The Indonesian government has reneged on a promise to abolish sharia law in the country, according to Human Rights Watch.

The minister of home affairs Tjahjo Kumolo denied the government had planned to abolish sharia regulations in regions of the country, stating that only economic regulations were to be altered.

Last week the government cancelled 3,143 "problematic regional regulations" for violating the country's credo of "unity in diversity".

It was alleged that sharia regulations were among the number cancelled, but Kumolo denied this.

"Who erased them? Nobody cancelled those [sharia regulations]," Tjahjo said.

"For example, Aceh wants to apply Islamic sharia in its region, it is allowed. But if the same wants to be applied also in Jakarta, it surely can't be done," Tjahjo said.

"Everything is about investments.
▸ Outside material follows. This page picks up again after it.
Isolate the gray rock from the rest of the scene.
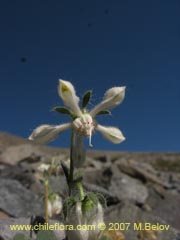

We do not interfere with regulations based on Islamic sharia."

It emerged in November 2015 that around 1,000 churches have been closed down in the sharia-law governed Aceh province in Northern Indonesia since 2006 as part of a wider crackdown on minority faiths. A law was implemented nine years ago, supposedly with the aim of promoting religious harmony, but in practice it requires non-Muslims to obtain 60 signatures from people of a different faith as well as permission from the local authority before they can build a place of worship.

In October 2015, Reuters reported that several churches had been destroyed after Muslim residents, including members of the hardline group Islamic Defenders Front, had demanded they be shut down. According to a report by the Gatestone Institute, hundreds of Muslims torched churches in Aceh, and an estimated 8,000 Christians were displaced by the violence in the region.